Malicious hackers have released code that exploits a widespread vulnerability in Computer Associates software.
The exploit code was created on Friday, just two days after CA warned customers and issued a patch for security holes in its licence and management softwarem, which is shipped with almost all CA products.
The exploit could allow a remote attacker to take control of systems, according to security experts.
CA has noted that there are no known attacks using code that exploits the vulnerabilities.
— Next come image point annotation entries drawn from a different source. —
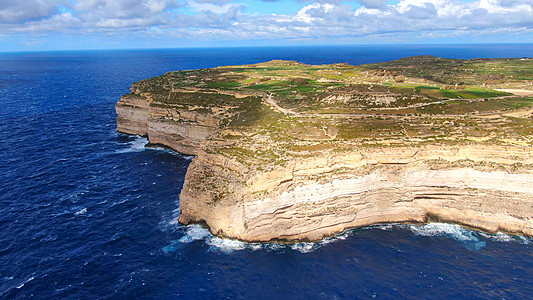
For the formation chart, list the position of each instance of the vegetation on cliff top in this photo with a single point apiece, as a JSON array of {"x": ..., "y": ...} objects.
[{"x": 272, "y": 111}]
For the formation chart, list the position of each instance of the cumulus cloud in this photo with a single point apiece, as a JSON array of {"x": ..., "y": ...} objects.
[
  {"x": 29, "y": 10},
  {"x": 379, "y": 4},
  {"x": 226, "y": 19}
]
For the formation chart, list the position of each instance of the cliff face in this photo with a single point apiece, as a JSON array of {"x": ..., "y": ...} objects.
[
  {"x": 276, "y": 163},
  {"x": 177, "y": 127},
  {"x": 316, "y": 197}
]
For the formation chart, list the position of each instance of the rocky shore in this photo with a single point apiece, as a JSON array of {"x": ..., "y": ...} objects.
[{"x": 313, "y": 181}]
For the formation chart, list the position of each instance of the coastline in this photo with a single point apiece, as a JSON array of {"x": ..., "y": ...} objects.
[{"x": 239, "y": 188}]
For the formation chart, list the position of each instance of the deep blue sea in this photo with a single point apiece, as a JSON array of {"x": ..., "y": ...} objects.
[{"x": 87, "y": 213}]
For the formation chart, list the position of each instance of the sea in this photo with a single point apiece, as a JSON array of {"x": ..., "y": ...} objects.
[{"x": 89, "y": 213}]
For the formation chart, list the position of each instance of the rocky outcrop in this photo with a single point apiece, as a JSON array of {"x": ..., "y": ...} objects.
[
  {"x": 279, "y": 159},
  {"x": 178, "y": 127}
]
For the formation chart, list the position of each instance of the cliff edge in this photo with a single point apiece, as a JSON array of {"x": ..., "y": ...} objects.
[{"x": 288, "y": 151}]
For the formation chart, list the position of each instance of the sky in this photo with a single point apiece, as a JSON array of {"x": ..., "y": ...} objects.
[{"x": 30, "y": 25}]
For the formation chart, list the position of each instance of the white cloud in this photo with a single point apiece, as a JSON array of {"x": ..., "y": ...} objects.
[
  {"x": 22, "y": 11},
  {"x": 225, "y": 19}
]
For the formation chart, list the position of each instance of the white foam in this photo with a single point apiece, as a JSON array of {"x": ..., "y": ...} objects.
[
  {"x": 226, "y": 245},
  {"x": 137, "y": 145},
  {"x": 498, "y": 237},
  {"x": 454, "y": 231},
  {"x": 303, "y": 247},
  {"x": 81, "y": 212},
  {"x": 194, "y": 232}
]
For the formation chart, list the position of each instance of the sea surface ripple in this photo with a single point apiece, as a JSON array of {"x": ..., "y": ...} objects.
[{"x": 86, "y": 212}]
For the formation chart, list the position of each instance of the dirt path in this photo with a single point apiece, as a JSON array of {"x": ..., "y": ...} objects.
[{"x": 269, "y": 99}]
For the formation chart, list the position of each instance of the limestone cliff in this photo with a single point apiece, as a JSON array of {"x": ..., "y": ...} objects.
[{"x": 280, "y": 157}]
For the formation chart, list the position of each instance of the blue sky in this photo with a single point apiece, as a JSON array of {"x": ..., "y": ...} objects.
[{"x": 28, "y": 25}]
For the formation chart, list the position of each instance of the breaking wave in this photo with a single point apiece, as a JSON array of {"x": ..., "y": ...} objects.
[
  {"x": 137, "y": 145},
  {"x": 472, "y": 240}
]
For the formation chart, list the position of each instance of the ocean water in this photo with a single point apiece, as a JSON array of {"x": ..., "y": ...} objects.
[{"x": 87, "y": 213}]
But it strongly recommends customers apply the patches immediately.
The holes were discovered by security companies eEye, Digital Security and iDefense and affects CA License software versions 1.53 through 1.61.8 for Windows, Solaris, OS X, Unix and Linux.
The exploit code, credited to a group called the Hat-Squad, targets the CA License Client on Windows and allows a remote attacker to cause a stack overflow then run code that gives the attacker control of the system. On Sunday, a copy of the exploit was posted on the website class101.org, which publishes software exploits and other hacking tools.
By Tuesday, The SANS Institute's Internet Storm Center noted increased scans on TCP ports 10202 and 10203, used by the License Client. "This should raise alarm bells," said Firas Raouf, COO of eEye.
The License Client poses a serious risk to corporate security, because it is widely distributed with CA's software, and because the security hole in the Client is so easy to exploit, Raouf said. He was also critical of CA, saying that the company did not adequately audit the License Client and server software.
"Clearly CA has not done due diligence, from a vulnerability scanning standpoint, on their License Client. This vulnerability was really easy to find and to exploit," he said.